Le cycas
Si le mot Lucy nous évoque un fossile d’hominidé très ancien, celui d’un Australopithecus afarensis qui aurait vécu il y a plus de trois millions d’années, le mot cycas évoque aux botanistes une plante bien plus ancienne que notre distante parente.
Les cycas datent du Cénozoïque, et leur famille était présente déjà au Mésozoïque. Et nous, lointains cousins de Lucy, par notre avidité de ressources naturelles, avons provoqué l’inscription de presque tous les cycas sur la liste rouge de l’UICN.

À première vue, on peut confondre cycas et palmiers, d’autant que le nom de cycas est peu présent dans nos imaginaires. Ils occupent pourtant une place importante dans les jardins français. Jussieu et Linné les ont décrits. En 1828, un guide des étrangers du Muséum d’histoire naturelle nous apprend que la troisième partie de la dernière serre du Jardin du Roy, nommée serre Saint-Pierre, abritait le cycas de l’Inde et du Japon.
Cette plante arborescente s’est enracinée dans les régions tropicales et subtropicales, s’adaptant au climat des zones semi-arides, mais aussi des forêts tropicales humides. Edme Alfred Hayes répertorie les cycas dans son recueil d’essences forestières de la Nouvelle Calédonie. Au 19e siècle l’explorateur Oswald Heer décrit un fossile de Cycas Steenstrupi, trouvé dans le fjord d’Umenaks au Groenland, qui ressemble au Cycas Revoluta du Japon. Une trace de son ancienneté et de sa distribution géographique d’alors.
Les traits qui définissent cette ancienneté sont ses feuilles sporangifères de grandes dimensions, le fort diamètre de ses troncs, ses gros ovules, ainsi que ses spermatozoïdes ou anthérozoïdes visibles à l’œil nu.

Le tronc cylindrique du cycas est entouré par des pétioles. Il peut être enterré ou non ; dans ce dernier cas, on peut avoir l’impression que la couronne foliaire émerge directement du sol. De son tronc surgissent deux types des feuilles : à feuillages et écailleuses. Elles sont généralement pennées, c’est-à-dire que le rachis, prolongement du pétiole, dispose les feuilles symétriquement l’une face à l’autre, surmontant le tronc en spirale. Les feuilles écailleuses qui sont persistantes, les autres tombent.

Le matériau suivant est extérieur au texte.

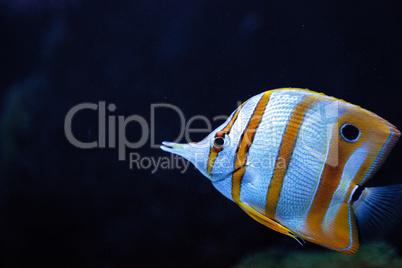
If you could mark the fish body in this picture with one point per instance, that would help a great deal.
(296, 161)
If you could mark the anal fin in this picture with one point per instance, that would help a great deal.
(268, 222)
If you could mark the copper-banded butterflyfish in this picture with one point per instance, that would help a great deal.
(297, 161)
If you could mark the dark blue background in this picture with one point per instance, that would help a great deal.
(60, 205)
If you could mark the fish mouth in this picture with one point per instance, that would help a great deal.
(166, 146)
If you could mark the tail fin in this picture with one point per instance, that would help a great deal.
(378, 209)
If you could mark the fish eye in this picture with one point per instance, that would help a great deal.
(219, 141)
(350, 132)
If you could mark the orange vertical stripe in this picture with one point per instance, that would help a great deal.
(245, 143)
(285, 153)
(214, 154)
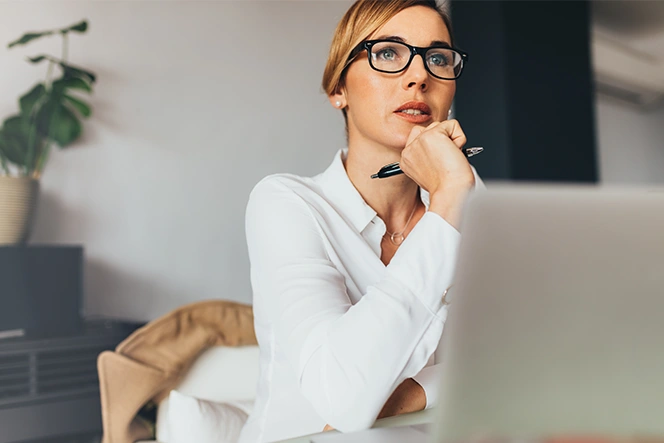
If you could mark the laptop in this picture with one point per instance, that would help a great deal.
(556, 319)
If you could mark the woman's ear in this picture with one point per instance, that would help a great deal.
(338, 100)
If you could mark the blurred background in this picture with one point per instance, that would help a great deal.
(196, 101)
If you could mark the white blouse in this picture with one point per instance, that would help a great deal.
(338, 330)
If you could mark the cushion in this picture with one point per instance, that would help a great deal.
(202, 421)
(220, 374)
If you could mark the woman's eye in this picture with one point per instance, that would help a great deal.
(387, 54)
(438, 59)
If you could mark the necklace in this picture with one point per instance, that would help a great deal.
(397, 237)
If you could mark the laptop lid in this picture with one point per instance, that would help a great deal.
(556, 320)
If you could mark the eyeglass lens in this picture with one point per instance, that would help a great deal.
(394, 56)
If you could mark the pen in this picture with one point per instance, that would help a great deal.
(394, 169)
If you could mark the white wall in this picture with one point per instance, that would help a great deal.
(630, 143)
(195, 102)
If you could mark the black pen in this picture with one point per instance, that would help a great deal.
(394, 169)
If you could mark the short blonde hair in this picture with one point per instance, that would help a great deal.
(362, 19)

Le cycas est une plante dioïque, les pieds mâles portant des cônes de pollen ou strobiles, et les femelles des grappes de mégasporophylles.

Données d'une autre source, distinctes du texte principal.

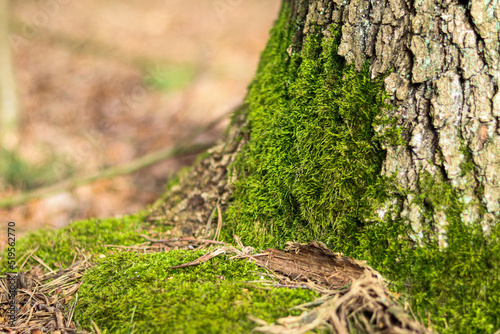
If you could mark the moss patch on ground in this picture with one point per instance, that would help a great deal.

Les feuilles et les tiges abritent des substances chimiques neurotoxiques très dangereuses pour les animaux et les êtres humains. La neutralisation de ces substances pour rendre les cycas propres à l’alimentation humaine a été une pratique répandue. Les aborigènes d’Australie fabriquaient un pain à partir de l’amidon qu’ils extrayaient de la tige. En Afrique avant d’utiliser cet amidon, on enterrait la moelle amylacée du tronc pendant deux mois. Anders Sparrman décrit pendant son voyage au cap de Bonne-Espérance la façon dont les Khoïkhoï en font des petits pains ou gâteaux que les explorateurs nomment « pain des Hottentots ». Les Indiens Séminoles de Floride et les insulaires du Pacifique sud trempaient l’amidon dans l’eau à plusieurs reprises pour en extraire les toxines et en faire toujours un appétissant pain. Au Mexique, on mange les graines des cycas.

Les cycas ont eu d’autres usages qu’alimentaires. C’étaient des plantes médicinales en Chine et au Cambodge.
Il y a 4000 années les Étrusques d’Italie utilisaient les cycas fossilisés comme monuments funéraires qu’ils plaçaient sur leurs tombes. Aujourd’hui, sans abandonner cette tradition, on en fait des couronnes funéraires et des arrangements pour la fête des Rameaux, puisque une fois coupées les feuilles restent fraîches et vertes longtemps. Une plante toxique et nourrissante et symbole de la vie et la mort.